As long as the woman from Rijksmuseum
in painted silence and concentration
day after day pours milk
from the jug to the bowl,
the World does not deserve
the end of the world.

I mean, damn, right? So I went to the fabulous Vermeer site Donna suggested and settled on “Young Woman with a Water Pitcher” for inspiration. You probably know it, even if you didn’t know the title:

I love Vermeer’s use of blue more than anything. (He is well known for using real ultramarine, that is, pulverized lapis lazuli, over other blue pigments: it cost a fortune, and was worth it.) So this is my attempt to write a Szymborska-style poem, inspired by a Vermeer painting, colored with Hirshfield’s advice about short poetry, for a daily-life-related prompt by Vorreyer. And the last two lines are a response to the 11th-century Arab woman poet, Walladah bint al-Mustakfi; her original lines were about the night being best for hiding all. That’s enough name-dropping for one paragraph.

I’ll also say this: the more I re-read this poem, the more attention I paid to each sound. The hard stops (“p”, “t”, “k” sounds) are like fishhooks that completely snag you away from the channel of consonants and must be used sparingly. And remembering Laux’s advice on rhythm, I stirred my batter thick with anapests, with iambs thrown in for flavor, topped by a  heavily-dolloped spondee. Does it all work? I’ll let you decide.


Two gifts gathered by a nymph of the rivers:
life that pours from a pitcher, and
light that pools in the window pane.
We take the most sacred things for granted
when we ought to bear them in vessels of gold.
The morning, I think, is best
for revealing them all.

12 thoughts on “Ablutions

  1. It’s that last darn word “all” that dropped me from the spell of the rest of the poem. Or maybe the last 2 words – I don’t know…
    The whole rest of the poem is lovely

  2. vivinfrance says:

    Joseph, this is the best poem of yours that I have read. Please may I save it for re-reading? I’d love to hear you reading it aloud.

  3. vivinfrance says:

    PS,Sorry, but I don’t like the title – it makes me think of military service!

  4. vivinfrance says:

    PPS did you consider putting the “and” at the beginning of the third line? I was always taught not to finish a line with a ‘weak’ word.

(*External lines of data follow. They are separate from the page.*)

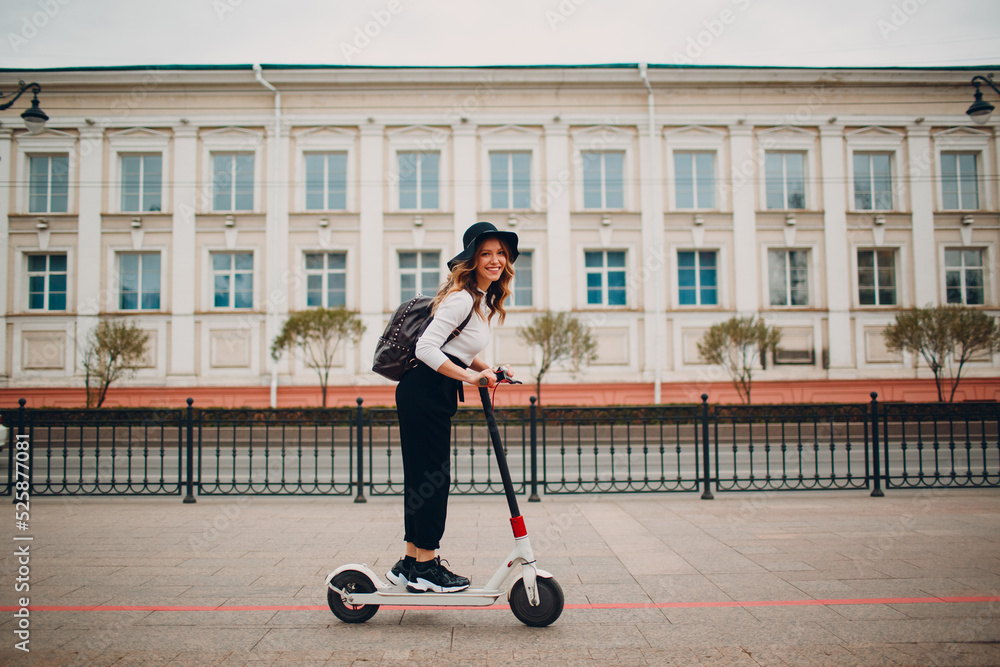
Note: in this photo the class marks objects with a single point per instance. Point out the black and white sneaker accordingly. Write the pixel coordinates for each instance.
(399, 574)
(433, 576)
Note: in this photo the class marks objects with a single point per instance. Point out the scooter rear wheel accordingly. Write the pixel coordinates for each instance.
(351, 581)
(550, 602)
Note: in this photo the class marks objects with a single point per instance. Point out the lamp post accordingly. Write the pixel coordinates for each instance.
(34, 118)
(980, 109)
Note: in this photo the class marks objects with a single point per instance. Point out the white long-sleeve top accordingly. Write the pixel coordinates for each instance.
(431, 347)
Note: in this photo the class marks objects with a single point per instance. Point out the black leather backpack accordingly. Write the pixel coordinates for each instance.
(394, 353)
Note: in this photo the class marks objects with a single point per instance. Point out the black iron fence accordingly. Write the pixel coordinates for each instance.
(355, 451)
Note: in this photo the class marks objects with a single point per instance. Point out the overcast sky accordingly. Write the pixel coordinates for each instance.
(873, 33)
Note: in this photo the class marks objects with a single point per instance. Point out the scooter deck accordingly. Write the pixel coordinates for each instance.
(398, 595)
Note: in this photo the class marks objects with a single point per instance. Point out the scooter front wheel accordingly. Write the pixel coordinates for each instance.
(550, 602)
(351, 581)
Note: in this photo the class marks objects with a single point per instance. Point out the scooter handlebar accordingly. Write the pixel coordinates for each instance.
(502, 377)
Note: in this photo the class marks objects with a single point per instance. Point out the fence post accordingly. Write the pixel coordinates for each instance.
(706, 493)
(876, 464)
(361, 454)
(533, 498)
(189, 498)
(11, 454)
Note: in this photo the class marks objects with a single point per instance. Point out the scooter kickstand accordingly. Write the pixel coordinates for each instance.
(530, 576)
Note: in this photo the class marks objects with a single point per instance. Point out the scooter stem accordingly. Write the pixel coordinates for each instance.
(508, 486)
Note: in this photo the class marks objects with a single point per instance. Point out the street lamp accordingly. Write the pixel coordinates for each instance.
(34, 118)
(980, 110)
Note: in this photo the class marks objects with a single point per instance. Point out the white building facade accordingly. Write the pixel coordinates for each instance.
(207, 203)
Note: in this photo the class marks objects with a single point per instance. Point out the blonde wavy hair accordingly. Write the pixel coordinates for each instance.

  5. Your poem is as lovely as the painting.

    I did this prompt as well, but it decided to go off in it’s own direction. (my poems like to do that– perhaps they need shorter leashes.)

  6. joanbarrettroberts says:

    Joseph, I love this writing! The art work, your writing notes, and insights and then to top it all off — your lovely words all in a poem!
    Wonderful, thank you!

  7. A lovely companion poem for that image.

  8. brian miller says:

    smiles…it is a rather enchanting piece…and i think we should treasure certain things…would agree with viv on putting hte and down to start the next line…i like your thoughts on the fish hooks as well…it does, just that…

  9. kelly says:

    i love it… and I think you are right about the morning light. and i actually love the title.

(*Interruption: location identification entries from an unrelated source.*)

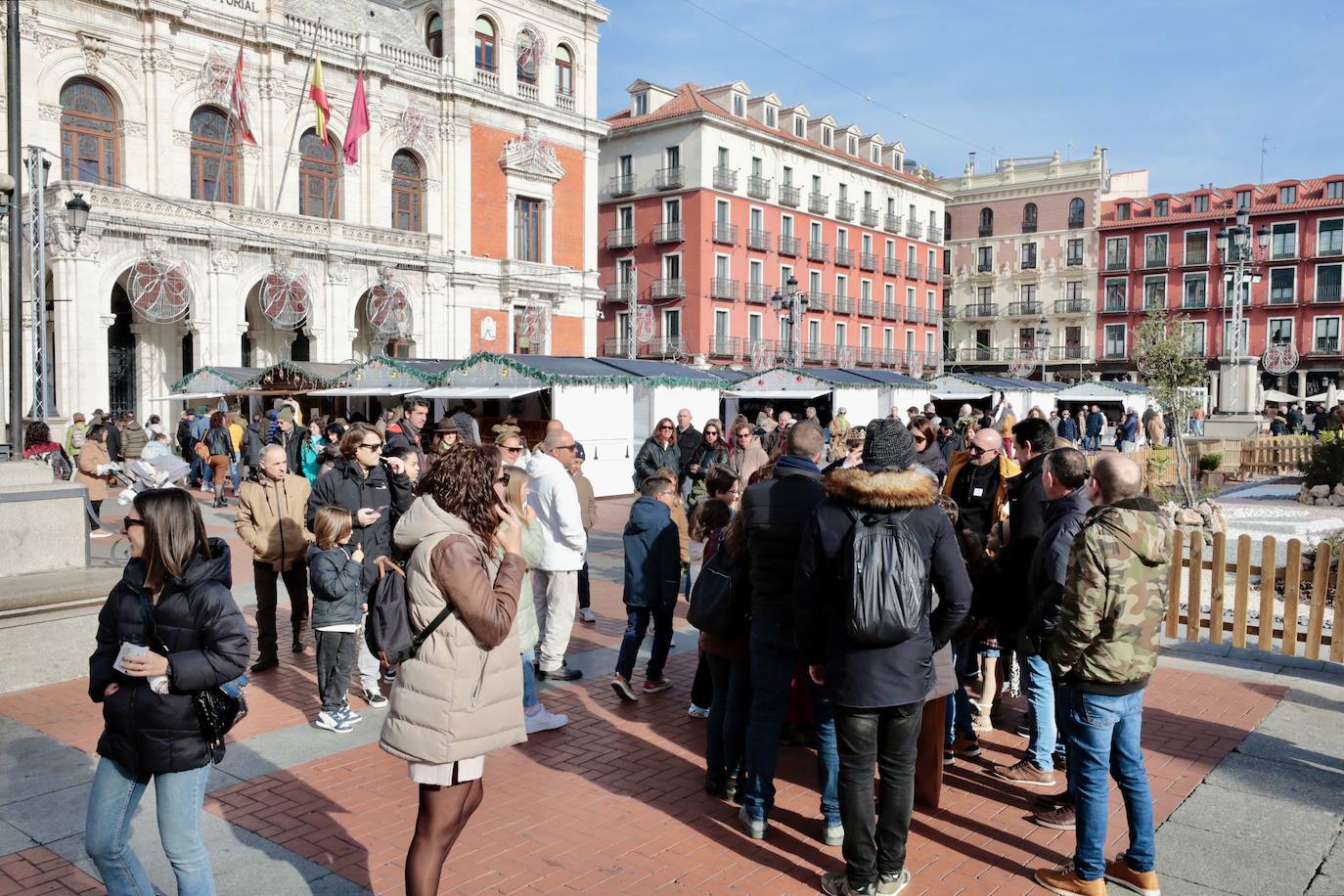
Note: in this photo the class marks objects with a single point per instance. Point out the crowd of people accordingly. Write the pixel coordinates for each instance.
(862, 572)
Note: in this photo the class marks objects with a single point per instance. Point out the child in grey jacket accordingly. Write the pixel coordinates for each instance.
(336, 578)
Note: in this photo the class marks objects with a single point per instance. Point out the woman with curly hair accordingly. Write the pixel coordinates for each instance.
(461, 694)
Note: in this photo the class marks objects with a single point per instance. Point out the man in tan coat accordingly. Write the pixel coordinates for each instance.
(270, 521)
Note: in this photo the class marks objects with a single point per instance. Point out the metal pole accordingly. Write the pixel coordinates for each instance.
(15, 141)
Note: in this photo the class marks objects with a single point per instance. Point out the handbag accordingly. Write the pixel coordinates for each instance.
(218, 708)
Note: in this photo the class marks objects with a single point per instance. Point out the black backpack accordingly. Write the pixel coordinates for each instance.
(887, 578)
(721, 602)
(387, 632)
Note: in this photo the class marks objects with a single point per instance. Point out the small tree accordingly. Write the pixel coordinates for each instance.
(1172, 373)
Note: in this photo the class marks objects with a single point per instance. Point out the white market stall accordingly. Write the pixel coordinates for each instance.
(663, 388)
(594, 402)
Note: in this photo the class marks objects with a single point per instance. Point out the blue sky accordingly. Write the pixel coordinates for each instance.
(1183, 87)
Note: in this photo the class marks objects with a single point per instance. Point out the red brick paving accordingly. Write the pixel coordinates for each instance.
(40, 871)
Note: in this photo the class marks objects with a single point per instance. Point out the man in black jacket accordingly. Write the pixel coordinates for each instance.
(776, 511)
(876, 692)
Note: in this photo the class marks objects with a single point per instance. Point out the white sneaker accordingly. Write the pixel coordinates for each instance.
(334, 723)
(543, 720)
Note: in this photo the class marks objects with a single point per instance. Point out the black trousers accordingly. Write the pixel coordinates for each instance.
(335, 661)
(295, 586)
(884, 738)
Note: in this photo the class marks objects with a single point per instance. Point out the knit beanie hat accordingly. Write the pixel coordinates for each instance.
(888, 445)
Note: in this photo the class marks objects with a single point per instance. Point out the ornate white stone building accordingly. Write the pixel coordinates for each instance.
(467, 223)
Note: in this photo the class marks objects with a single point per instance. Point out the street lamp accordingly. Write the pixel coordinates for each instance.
(796, 304)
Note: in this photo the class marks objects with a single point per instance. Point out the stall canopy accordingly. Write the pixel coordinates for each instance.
(388, 377)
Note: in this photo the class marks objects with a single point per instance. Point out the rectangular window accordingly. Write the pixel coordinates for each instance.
(1283, 241)
(527, 230)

  10. Oh how we do take the sacred for granted. This is a lovely, brief piece that focuses on gifts and blessings and emphasizes that those with the eyes to see, will.

  11. Dhyan says:

    wonderful Joseph,

    but I think it is dawn that fits best for that..

  12. Irene says:

    Love its simplicity, which held the reader spellbound. Hmmm…brevity is nice and I must try it more often.